Un ancien membre de la Direction générale de la sécurité intérieure (DGSI) a été condamné mardi à Val-d'Oise à un an de prison ferme pour avoir tiré sur son voisin avec un pistolet semi-automatique, rendant ce dernier handicapé à vie. Selon BFMTV, l’incident s'est produit en novembre 2020.
Un malentendu tragique
Ce soir-là, l’ex-policier promenait son chien lorsque son voisin, sous l'emprise de l'alcool et armé d'une gazeuse lacrymogène, tentait d'éteindre un lampadaire jugé trop lumineux. Interrogé par l'agent révoqué sur ses intentions, le voisin a fait marche arrière à deux reprises avant de recevoir une balle dans la jambe. Ce tir a eu des conséquences désastreuses, le blessant au point de le rendre infirme.

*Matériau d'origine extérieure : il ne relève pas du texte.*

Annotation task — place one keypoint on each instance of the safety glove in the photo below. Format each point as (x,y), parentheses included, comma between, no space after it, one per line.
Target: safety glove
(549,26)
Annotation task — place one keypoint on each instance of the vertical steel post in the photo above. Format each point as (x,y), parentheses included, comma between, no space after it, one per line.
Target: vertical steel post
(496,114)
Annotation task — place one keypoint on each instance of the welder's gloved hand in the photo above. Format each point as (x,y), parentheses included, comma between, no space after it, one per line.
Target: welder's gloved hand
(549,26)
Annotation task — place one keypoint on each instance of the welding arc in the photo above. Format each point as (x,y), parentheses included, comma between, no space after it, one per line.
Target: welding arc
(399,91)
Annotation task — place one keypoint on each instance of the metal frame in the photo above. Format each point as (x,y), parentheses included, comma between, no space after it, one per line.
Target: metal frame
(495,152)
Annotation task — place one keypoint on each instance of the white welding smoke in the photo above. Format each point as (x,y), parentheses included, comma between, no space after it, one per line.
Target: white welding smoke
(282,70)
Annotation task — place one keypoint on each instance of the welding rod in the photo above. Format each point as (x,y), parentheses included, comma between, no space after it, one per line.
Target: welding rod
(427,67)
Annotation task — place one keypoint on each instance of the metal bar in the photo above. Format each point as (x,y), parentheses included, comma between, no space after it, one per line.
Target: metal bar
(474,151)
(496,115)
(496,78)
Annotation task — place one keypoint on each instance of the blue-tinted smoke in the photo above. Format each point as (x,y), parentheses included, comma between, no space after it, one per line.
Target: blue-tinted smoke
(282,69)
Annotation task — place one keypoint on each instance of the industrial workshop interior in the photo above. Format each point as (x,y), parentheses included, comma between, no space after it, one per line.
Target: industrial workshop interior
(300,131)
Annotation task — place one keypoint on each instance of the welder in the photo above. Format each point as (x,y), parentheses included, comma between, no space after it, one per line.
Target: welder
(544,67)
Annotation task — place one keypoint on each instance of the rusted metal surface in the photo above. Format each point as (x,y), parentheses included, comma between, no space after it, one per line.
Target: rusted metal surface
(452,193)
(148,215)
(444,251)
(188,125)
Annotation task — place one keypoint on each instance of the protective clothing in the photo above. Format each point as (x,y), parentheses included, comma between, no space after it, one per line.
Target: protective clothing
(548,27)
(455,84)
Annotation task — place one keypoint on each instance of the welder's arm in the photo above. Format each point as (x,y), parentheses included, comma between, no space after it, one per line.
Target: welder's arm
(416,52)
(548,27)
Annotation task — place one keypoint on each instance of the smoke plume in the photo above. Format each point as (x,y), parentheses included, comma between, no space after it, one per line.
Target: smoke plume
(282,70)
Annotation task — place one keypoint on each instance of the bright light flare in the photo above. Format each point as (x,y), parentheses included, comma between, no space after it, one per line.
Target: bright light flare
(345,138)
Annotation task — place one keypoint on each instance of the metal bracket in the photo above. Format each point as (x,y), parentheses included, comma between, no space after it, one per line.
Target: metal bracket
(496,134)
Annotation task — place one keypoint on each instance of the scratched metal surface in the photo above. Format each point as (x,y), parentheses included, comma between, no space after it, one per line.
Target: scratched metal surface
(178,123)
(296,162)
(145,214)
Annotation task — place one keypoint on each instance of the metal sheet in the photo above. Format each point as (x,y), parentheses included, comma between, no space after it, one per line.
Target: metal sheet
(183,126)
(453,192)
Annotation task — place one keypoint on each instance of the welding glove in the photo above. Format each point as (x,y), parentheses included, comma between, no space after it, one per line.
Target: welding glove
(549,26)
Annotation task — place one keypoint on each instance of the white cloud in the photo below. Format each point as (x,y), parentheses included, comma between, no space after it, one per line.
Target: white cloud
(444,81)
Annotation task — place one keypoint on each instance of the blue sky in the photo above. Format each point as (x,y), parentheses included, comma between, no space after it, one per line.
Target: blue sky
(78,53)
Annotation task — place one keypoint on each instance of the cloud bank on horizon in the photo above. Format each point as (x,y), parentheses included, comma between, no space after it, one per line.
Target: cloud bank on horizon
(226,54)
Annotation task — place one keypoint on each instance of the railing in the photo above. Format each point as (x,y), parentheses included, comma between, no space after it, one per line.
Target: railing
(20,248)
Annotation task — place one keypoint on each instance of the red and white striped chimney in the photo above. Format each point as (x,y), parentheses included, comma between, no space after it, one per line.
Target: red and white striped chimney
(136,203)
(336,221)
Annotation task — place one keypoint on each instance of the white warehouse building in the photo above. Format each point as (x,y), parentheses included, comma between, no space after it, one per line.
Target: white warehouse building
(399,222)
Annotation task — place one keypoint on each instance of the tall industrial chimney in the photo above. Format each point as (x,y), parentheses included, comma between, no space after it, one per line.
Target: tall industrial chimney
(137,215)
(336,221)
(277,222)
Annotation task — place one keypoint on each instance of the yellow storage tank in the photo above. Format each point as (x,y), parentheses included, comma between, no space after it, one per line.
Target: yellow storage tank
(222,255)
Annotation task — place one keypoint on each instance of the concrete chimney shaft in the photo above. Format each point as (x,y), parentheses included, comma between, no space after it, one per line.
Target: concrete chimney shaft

À l'audience, l’ancien agent a tenté de se défendre en parlant de légitime défense, une stratégie qui n’a pas convaincu le tribunal. Non seulement il a été condamné à un an de prison, mais il a également reçu une interdiction de port d'armes pour quinze ans, un verdict qui suscite de nombreuses interrogations quant à la responsabilité des forces de l'ordre dans des situations de conflit civil.
Des experts en sécurité et en droit notent que des cas similaires pourraient avoir des répercussions importantes sur la perception du public concernant la légitimité d'anciens agents de sécurité armés. Un spécialiste en droit pénal, interrogé par Ouest-France, indique que de telles affaires peuvent également entraîner une remise en question des protocoles de formation du personnel de sécurité. Cette affaire est d'autant plus marquante qu'elle soulève la question de la violence domestique et de la gestion des conflits dans des communautés résidentielles.